Eine dicke graue Rauchwolke stieg aus den schwelenden Kohlen auf, als sie jetzt frisches grünes Buschwerk auf die Feuerstelle warfen. Die Frau mit dem Stirnband nahm einen Gegenstand, der aussah wie der Flügel eines großen schwarzen Raubvogels, und breitete ihn wie einen Fächer aus. Sie stellte sich vor mich und fächelte mir vom Kopf bis zu den Füßen zu. Der Rauch wirbelte um mich herum und nahm mir fast die Luft. Als nächstes bewegte sie ihren Zeigefinger in einer kreisförmigen Geste, die wohl »bitte umdrehen« bedeuten sollte. Das Rauchritual wurde hinter meinem Rücken wiederholt. Dann wiesen sie mich an, über das Feuer und durch den Rauch zu steigen.
Schließlich sagte man mir, ich sei jetzt gereinigt und dürfe die Wellblechhütte betreten. Während der bronzefarbene Mann mich zum Eingang geleitete, sah ich, wie die Frau mit dem Band im Haar meinen Kleiderhaufen nahm und ihn über die Flammen hielt. Sie sah mich an, lächelte, und während sich unsere Blicke trafen, ließ sie die Schätze in ihren Händen los. Alles, was ich besaß, wurde ein Opfer der Flammen! Dann bedeutete sie mir, nochmals über das Feuer und durch den Rauch zu steigen.

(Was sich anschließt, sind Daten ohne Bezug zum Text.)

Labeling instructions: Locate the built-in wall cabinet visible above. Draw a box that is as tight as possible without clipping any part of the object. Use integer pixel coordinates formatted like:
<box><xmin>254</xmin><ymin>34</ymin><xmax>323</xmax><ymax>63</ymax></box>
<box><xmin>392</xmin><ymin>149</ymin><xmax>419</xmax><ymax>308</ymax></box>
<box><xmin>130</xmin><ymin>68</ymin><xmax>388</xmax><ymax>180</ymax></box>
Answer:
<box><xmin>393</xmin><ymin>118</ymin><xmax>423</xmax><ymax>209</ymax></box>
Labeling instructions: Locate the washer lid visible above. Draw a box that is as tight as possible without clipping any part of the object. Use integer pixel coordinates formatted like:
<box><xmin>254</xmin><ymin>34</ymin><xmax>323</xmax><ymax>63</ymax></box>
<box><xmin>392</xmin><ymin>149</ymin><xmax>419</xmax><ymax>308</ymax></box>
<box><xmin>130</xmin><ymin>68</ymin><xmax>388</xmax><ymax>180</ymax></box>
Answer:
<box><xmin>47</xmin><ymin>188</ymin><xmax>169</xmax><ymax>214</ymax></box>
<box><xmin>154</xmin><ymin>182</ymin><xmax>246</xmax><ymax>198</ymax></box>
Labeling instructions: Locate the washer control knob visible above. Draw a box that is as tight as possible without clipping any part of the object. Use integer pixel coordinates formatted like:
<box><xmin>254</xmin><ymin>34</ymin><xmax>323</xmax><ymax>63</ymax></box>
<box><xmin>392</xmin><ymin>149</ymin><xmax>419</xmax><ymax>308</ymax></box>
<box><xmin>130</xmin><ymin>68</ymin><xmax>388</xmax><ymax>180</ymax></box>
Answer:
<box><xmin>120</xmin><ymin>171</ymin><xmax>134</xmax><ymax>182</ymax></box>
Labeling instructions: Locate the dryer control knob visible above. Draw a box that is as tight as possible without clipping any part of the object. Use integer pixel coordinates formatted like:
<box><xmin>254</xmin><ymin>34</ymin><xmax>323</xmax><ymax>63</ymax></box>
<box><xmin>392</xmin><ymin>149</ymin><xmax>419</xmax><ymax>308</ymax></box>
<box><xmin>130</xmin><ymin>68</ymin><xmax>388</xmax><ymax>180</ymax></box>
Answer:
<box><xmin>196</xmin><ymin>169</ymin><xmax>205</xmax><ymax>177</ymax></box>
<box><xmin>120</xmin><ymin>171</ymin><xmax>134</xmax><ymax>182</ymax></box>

Einen Moment lang war ich wie gelähmt; ich atmete tief durch. Ich weiß nicht, warum ich nicht laut protestierte und schnell zum Feuer lief, um meine Sachen zu retten. Ich blieb einfach stehen. Der Gesichtsausdruck der Frau verriet, daß sie nicht böswillig handelte. Es war eher so, als würde sie einem Fremden eine ganz besondere Geste der Gastfreundschaft erweisen. »Sie weiß einfach nicht, was sie tut«, dachte ich. »Sie hat sicher noch nie etwas von Kreditkarten gehört.« Ich war froh, daß ich mein Flugticket im Hotel gelassen hatte. Dort hatte ich auch noch etwas zum Anziehen, und wenn es soweit war, würde ich es schon irgendwie schaffen, in diesem Gewand durch die Hotellobby zu schreiten. »Hey, Marlo«, dachte ich, »du bist doch ein flexibler Mensch. Wegen so etwas braucht man sich doch kein Magengeschwür zuzulegen.« Aber immerhin nahm ich mir vor, später einen meiner Ringe aus der Asche zu retten. Bis wir mit dem Jeep in die Stadt zurückfahren würden, wäre das Feuer sicher ausgegangen und abgekühlt.

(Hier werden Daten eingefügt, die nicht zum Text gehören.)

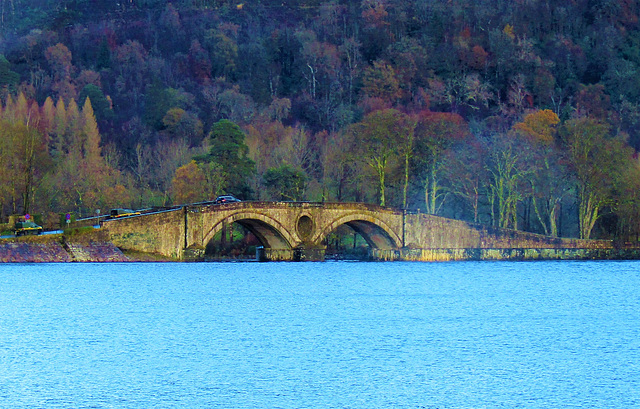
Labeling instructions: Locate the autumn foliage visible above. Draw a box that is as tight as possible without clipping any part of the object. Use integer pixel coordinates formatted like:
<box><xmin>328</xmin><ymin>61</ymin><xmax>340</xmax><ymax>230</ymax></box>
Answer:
<box><xmin>0</xmin><ymin>0</ymin><xmax>640</xmax><ymax>240</ymax></box>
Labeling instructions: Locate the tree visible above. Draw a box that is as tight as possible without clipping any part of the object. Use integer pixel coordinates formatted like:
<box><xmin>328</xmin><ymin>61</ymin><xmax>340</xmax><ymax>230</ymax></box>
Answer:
<box><xmin>362</xmin><ymin>61</ymin><xmax>401</xmax><ymax>103</ymax></box>
<box><xmin>195</xmin><ymin>119</ymin><xmax>255</xmax><ymax>199</ymax></box>
<box><xmin>349</xmin><ymin>109</ymin><xmax>410</xmax><ymax>206</ymax></box>
<box><xmin>262</xmin><ymin>163</ymin><xmax>307</xmax><ymax>201</ymax></box>
<box><xmin>413</xmin><ymin>111</ymin><xmax>469</xmax><ymax>214</ymax></box>
<box><xmin>561</xmin><ymin>118</ymin><xmax>631</xmax><ymax>239</ymax></box>
<box><xmin>171</xmin><ymin>160</ymin><xmax>207</xmax><ymax>203</ymax></box>
<box><xmin>512</xmin><ymin>109</ymin><xmax>567</xmax><ymax>237</ymax></box>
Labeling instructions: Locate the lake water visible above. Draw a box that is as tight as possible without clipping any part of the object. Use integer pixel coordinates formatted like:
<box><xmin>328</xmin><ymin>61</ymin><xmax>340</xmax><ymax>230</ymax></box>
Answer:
<box><xmin>0</xmin><ymin>262</ymin><xmax>640</xmax><ymax>409</ymax></box>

Doch es sollte anders kommen.
Nur im nachhinein kann ich verstehen, welchen Symbolgehalt es hatte, als ich mich von meinem wertvollen und, wie ich dachte, völlig unverzichtbaren Schmuck trennte. Ich sollte noch lernen, daß Zeit für diese Menschen wirklich überhaupt nichts mit den Stunden auf meiner gold-diamantenen Armbanduhr zu tun hatte, die jetzt für immer der Erde übergeben worden war.
Erst viel später würde ich verstehen, daß diese Loslösung von bestimmten Dingen und Überzeugungen mir vorbestimmt und bereits ein erster, unverzichtbarer Schritt in meiner menschlichen Entwicklung zum Sein war.